Pavillon Noir (2021)

Pochette Pavillon Noir

Comme beaucoup d'acteurs du spectacle vivant, les membres d'Outrage ont été impactés par la crise sanitaire : plus de concerts. Si la pandémie pèse sur le moral, elle pèse encore plus sur les finances. Point de concerts pour un groupe de musique veut également dire point de recettes tirées des commissions et du merchandising de la vente de produits dérivés.

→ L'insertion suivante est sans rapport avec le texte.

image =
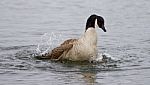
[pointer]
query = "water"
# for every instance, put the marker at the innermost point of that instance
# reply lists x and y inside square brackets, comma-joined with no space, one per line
[22,23]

Seulement voilà, 2021 c'est l'anniversaire d'Outrage, 25 ans ! Impensable de ne pas le fêter sans sortir un album (4 ans se sont écoulés depuis Villa Rotenburg). La troupe s'est donc tournée vers ses fans avec une campagne de financement participatif sur Ulule durant le mois de mai. L'objectif initial était de 4 500€ pour le mixage, le mastering, le pressage, la SACEM, la pochette et un clip. C'était jouable en 6 semaines, mais pas forcément gagné d'avance. 6 semaines plus tard (et beaucoup de pub ça et là), 11 500€ ont été récoltés grâce à 220 contributeurs ! (255% de l'objectif), une belle réussite donc. Les premiers paquets partiront en octobre (avec des cadeaux bonus : carte postale, pins, sous-verre) et en prime la fameuse "bamboche" (concert, surprises, open bar...) qui est prévue pour décembre à la maison (le Mans) !

Les 25 ans du groupe marquent également un tournant puisque Charles, chanteur et principal contributeur des textes, laisse sa place à Fouancis (le bassiste). Retour vers des sonorités plus Ska avec une ambiance non moins revendicative. Étrangement, on sent l'influence des quarantenaires (autrement appelée maturité ?) dans les thématiques abordées (l'effort physique, la hiérarchie, les potes, la jeunesse...). Moins agressif également. On regrettera d'ailleurs un son où la basse est légèrement trop présente et qui écrase un peu les aigus des cuivres et de la guitare (on ne leur en veux pas, avec l'âge ils entendent moins bien :)).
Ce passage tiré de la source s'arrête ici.